CMU's Miata Simulator: Maple

Welcome to CMU's Multi-Agent Planning, Learning, and Execution (MAPLE) Project. Our research goal is to develop new, effective algorithms for distributed multi-agent control in highly dynamic, physical environments. Such environments pose a variety of challenges:

  • Limits in perception and inter-agent communication make it impossible to accurately determine the state of the environment; hence, decisions must be made under uncertainty. Gathering accurate information is often a crucial subgoal of achieving a specific task. Information collected by different agents may be highly inconsistent and incomplete.

  • Decisions have to be made in real time. The environment never waits for the termination of a complex planner, or for the input of a human decision maker. Unanticipated events, often arising through changes in the environment or failure of specific agents, may require massive replanning during plan execution.

  • Agents must be tied together by a flexible communication and control brokering architecture (the "Grid"). The Grid must fully support distributed decision making, distributed information gathering, and dynamic role allocation to individual physical entities. The Grid must also cope with variable number of agents, and fully support the integration of information and control at all levels of decision making.

CMU's MAPLE project investigates these issues in the context of a specific disaster scenario: Hurricane Mitch. In late 1998, Hurricane Mitch devastated large parts of central America, killing tens of thousand of people and leaving millions homeless. It is our hypothesis that a more effective coordination strategy for forces on the ground and in the air could have saved many lives.

To shed light on this conjecture, we have developed a graphical simulator of Hurricane Mitch and Honduras, based on accurate geographical and climate data collected in the disaster. The MAPLE project has also developed a new family of real-time learning and decision making techniques that use efficient, sample-based algorithms for real-time decision making. Uncertain information is represented by probability distribution, using numerical factors to trade-off different hypotheses based on evidence. Fast, sample-based algorithms are used to generate decisions in an any-time fashion, meaning that answers are available at any time, but the more decision time is available, the better the performance. Currently, these algorithms are adapted to the distributed nature of the Grid, and evaluated using the MAPLE simulator of Hurricane Mitch.

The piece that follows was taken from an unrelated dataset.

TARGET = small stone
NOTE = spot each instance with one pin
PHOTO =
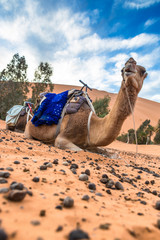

The MAPLE project is carried out in close collaboration with DARPA's MIATA TIE, funded under DARPA's CoABS program (short for: Control of Agent-based Systems). Our joint goal is to demonstrate that new, agent-based technology will lead to a tenfold increase in effectiveness of mixed-initiative planning and execution, at all levels of command and control. The MAPLE simulator and system provide an open API (currently still under construction), enabling others to interact directly with a team of simulated, physical agents in Honduras.